Of course, the fight between Henry and Alicia only escalates as Henry’s instinct that there’s something deeper drives him to work up until the deadline to break a bigger story, all while his pregnant wife, Marty (Marisa Tomei), vies for some of his attention, too. “The Paper” is a bit of a scattered movie, but has an incredible ensemble cast with a high-energy Keaton at the center. As Henry, Keaton perfectly plays an intelligent man who continues to make bad decisions, driven by his addiction to news and journalism, while trying to balance his genuine love for his wife, making for a silly but earnest performance.

Much Ado About Nothing (1993)

Kenneth Branagh’s adaptation of Shakespeare’s classic play follows young couple Claudio (Robert Sean Leonard) and Hero (Kate Beckinsale) who are happily soon to wed. With the help of friends, the two conspire to set up fiery opposites, Hero’s sister, Beatrice (Emma Thompson), and Claudio’s best friend, Benedick (Kenneth Branagh). However, things go sideways when a jealous Don John (Keanu Reeves) conspires to break up the wedding, just as Beatrice and Benedick are growing closer. 

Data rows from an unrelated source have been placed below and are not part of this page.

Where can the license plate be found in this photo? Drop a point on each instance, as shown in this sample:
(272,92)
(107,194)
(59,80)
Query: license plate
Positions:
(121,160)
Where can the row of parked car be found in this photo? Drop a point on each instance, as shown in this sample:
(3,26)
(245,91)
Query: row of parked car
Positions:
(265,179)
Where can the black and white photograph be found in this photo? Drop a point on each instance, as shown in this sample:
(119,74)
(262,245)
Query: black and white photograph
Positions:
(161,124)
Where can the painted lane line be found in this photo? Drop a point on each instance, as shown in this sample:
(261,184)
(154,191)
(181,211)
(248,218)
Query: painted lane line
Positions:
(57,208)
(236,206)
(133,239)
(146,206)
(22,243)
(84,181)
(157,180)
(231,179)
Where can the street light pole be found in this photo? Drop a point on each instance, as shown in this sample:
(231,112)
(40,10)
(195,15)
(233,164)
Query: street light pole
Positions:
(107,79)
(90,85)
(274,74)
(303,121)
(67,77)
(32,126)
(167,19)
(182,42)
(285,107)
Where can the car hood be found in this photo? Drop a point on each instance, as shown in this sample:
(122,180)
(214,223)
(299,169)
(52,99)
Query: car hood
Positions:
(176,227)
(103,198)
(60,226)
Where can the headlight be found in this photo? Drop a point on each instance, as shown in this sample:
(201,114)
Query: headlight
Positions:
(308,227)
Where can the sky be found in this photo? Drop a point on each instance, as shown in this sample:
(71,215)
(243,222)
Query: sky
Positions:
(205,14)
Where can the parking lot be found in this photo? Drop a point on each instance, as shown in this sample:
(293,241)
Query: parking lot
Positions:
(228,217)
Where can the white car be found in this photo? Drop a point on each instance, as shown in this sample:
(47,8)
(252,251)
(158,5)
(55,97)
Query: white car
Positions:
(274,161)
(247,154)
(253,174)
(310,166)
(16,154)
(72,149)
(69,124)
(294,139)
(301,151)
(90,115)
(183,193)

Thankfully, the local, bumbling constable Dogberry (Michael Keaton) manages to untangle Don John’s plot, saving the day and reuniting Hero and Claudio, and thus Beatrice and Benedick in a classic comedy of errors. Dogberry is a truly hilarious character, even in the context of Keaton’s career, one made funnier through Shakespeare’s wordplay which Keaton handles masterfully. For many actors, Shakespeare is taken so seriously that the material itself can be lost as a result. However, Keaton manages to hold onto his sense of play, a standout highlight of the film.

Worth (2020)

As the defining American cultural moment of the modern era, several films have been made about the September 11th attacks. “Worth” tells the true story of the Victim Compensation Fund, spearheaded by Kenneth Feinberg (Michael Keaton). Kenneth is an attorney, professor, and mediator with a renowned reputation who is moved to serve his country but sees the matter of the fund as one clearly determined by legal precedent: the value of human life has a definable worth. As Kenneth develops a formula to calculate the compensation victims should receive, he’s met with pushback and outrage, but initially responds that the rules are the rules for a reason, hiding behind his staff who meets with the victims face to face. 

However, when Charles (Stanley Tucci) leads a group of victims demanding Kenneth fix the fund, he’s forced to listen and consider more nuanced solutions for the real people who need his help. While the film is a bit trite and rote, Keaton delivers a grounded and subtle performance as a man who is grappling with how to help people with the tools at his disposal. As Feinberg becomes more emotionally involved, Keaton keeps a tight rein on his emotions, never going over the top or delivering a stereotypical cheesy scene while providing plenty of catharsis.

The Founder (2016)

A roundabout biopic about the origins of McDonald’s, “The Founder” follows businessman Ray Kroc (Michael Keaton) in 1950s Indiana who sells milkshake machines to drive thru restaurants. Ray is successful, but not taken seriously due to the unique products he sells. When a drive thru in California orders an extraordinary eight machines from him, Ray decides to visit them in person and is immediately impressed by their business: McDonald’s. A family business run by two brothers, Dick (Nick Offerman) and Mac (John Carroll Lynch), McDonald’s features a streamlined menu with fast service, making it stand out from many similar restaurants that Ray has visited. 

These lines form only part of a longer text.